When war broke out, O’Leary was granted a leave of absence to return to Britain and re-enlist in the Irish Guards. During his first few months in combat in France he earned mention in dispatches and promotion to lance corporal. Then, on Feb. 1, 1915, near Cuinchy on the La Bassée Canal, elements of O’Leary’s company were sent forward to bolster a combined force of Coldstream Guards and Irish Guards that had taken heavy casualties.
After consolidating their forces, the British resumed their attack against German positions. When a machine gun in the foremost enemy trench pinned down his unit, O’Leary moved out alone and killed the gun crew with five well-aimed shots. Advancing 60 yards farther to the second German line, he engaged a second machine gun, also killing its crew. Though out of ammunition, he then captured two more Germans at bayonet point.
Promoted to sergeant and awarded the Victoria Cross, O’Leary was heralded as one of Britain’s first heroes of the war. King George V himself decorated the Irishman at Buckingham Palace on June 22, and two weeks later thousands of Londoners gathered at Hyde Park to fete O’Leary. Subsequently detached on recruitment duty, he appeared on one of the best-known British recruiting posters of the war.
Initially, his countrymen widely sang O’Leary’s praises.
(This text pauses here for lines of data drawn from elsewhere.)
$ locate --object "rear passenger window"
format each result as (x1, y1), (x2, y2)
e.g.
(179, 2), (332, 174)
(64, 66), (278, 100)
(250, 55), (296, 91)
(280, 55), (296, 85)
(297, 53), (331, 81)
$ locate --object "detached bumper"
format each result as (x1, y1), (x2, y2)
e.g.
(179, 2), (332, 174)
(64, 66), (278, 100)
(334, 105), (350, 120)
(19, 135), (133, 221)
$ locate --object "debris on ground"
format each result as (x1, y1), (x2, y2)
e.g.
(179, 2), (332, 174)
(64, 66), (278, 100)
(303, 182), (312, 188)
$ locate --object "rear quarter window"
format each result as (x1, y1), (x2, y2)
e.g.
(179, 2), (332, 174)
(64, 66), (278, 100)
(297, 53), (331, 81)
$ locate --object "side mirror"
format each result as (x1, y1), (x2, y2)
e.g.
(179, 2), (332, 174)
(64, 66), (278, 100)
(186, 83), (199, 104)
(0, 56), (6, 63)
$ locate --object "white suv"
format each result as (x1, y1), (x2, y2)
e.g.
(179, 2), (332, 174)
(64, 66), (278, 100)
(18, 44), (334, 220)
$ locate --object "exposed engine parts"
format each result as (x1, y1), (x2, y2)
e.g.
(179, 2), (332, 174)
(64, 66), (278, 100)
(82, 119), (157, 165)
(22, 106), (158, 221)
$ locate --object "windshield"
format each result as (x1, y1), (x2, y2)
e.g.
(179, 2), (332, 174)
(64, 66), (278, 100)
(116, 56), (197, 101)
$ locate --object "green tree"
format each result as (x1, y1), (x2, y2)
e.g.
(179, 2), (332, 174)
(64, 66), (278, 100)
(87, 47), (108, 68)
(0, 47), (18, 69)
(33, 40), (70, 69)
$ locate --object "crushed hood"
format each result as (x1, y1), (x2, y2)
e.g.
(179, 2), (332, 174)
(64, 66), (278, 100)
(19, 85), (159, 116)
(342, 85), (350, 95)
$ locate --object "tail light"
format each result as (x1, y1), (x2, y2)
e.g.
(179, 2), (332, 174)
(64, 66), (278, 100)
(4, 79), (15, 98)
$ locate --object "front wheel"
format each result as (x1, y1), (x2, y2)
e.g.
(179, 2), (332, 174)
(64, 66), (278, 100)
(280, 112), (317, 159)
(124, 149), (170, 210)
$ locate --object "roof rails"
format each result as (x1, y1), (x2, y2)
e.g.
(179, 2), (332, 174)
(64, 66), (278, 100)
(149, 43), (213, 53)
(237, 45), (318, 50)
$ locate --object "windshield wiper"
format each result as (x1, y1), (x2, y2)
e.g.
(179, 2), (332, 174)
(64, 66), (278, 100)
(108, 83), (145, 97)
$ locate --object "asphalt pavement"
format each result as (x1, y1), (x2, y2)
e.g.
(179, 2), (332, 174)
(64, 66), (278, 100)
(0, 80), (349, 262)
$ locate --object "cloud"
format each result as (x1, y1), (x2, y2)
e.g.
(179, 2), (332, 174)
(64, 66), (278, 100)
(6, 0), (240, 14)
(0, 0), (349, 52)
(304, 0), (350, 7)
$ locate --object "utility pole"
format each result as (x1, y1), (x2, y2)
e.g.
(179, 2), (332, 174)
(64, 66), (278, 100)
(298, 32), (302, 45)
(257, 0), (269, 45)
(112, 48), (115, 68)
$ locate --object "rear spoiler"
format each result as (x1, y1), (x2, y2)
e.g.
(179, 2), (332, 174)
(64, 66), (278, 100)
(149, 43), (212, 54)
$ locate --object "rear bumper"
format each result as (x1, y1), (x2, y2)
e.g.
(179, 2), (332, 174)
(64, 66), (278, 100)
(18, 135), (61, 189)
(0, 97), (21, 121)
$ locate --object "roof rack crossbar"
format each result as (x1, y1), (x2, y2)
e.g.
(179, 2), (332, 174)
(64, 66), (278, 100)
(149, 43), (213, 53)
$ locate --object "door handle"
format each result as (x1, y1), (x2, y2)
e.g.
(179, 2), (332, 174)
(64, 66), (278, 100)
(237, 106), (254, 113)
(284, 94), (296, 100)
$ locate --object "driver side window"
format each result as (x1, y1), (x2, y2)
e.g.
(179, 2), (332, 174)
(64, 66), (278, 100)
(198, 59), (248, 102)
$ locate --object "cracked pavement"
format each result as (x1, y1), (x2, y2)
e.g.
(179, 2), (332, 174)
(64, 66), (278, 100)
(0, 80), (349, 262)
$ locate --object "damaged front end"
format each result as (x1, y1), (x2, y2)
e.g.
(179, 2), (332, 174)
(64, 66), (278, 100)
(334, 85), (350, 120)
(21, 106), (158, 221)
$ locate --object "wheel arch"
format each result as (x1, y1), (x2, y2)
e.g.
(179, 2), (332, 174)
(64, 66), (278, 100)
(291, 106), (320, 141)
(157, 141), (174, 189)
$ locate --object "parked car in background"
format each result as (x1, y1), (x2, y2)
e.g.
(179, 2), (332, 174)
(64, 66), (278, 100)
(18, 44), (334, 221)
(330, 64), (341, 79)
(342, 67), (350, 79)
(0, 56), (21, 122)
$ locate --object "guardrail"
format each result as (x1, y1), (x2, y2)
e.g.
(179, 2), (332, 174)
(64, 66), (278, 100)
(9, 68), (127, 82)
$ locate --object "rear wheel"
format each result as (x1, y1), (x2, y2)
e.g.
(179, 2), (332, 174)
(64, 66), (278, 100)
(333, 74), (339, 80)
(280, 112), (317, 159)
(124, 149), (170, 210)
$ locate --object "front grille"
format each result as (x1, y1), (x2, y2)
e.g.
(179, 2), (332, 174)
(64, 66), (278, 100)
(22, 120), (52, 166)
But all that changed, especially after the April 1916 Easter Rising, when many came to regard him as a turncoat for fighting for rather than against the British. Irish playwright George Bernard Shaw even jabbed at O’Leary in a satirical one-act play titled O’Flaherty, V.C.
In 1916 O’Leary redeployed as a lieutenant in the Connaught Rangers—another Irish regiment—serving through war’s end in the Balkans, where he contracted malaria. Discharged in 1921, he returned to Canada for another stint as a policeman. Personal setbacks prompted his return to Britain, where he found himself in the run-up to World War II. In 1939 he returned to active duty, as a captain in the Middlesex Regiment, and crossed the channel with the British Expeditionary Force. But a recurrence of malaria forced his evacuation home before the Battle of France. He spent much of the war in command of a POW camp in southern England and ultimately retired as a major in 1954.
Irish-born British hero Michael O’Leary died in Greater London in 1961, his funeral attended by an honor guard of the Irish Guards.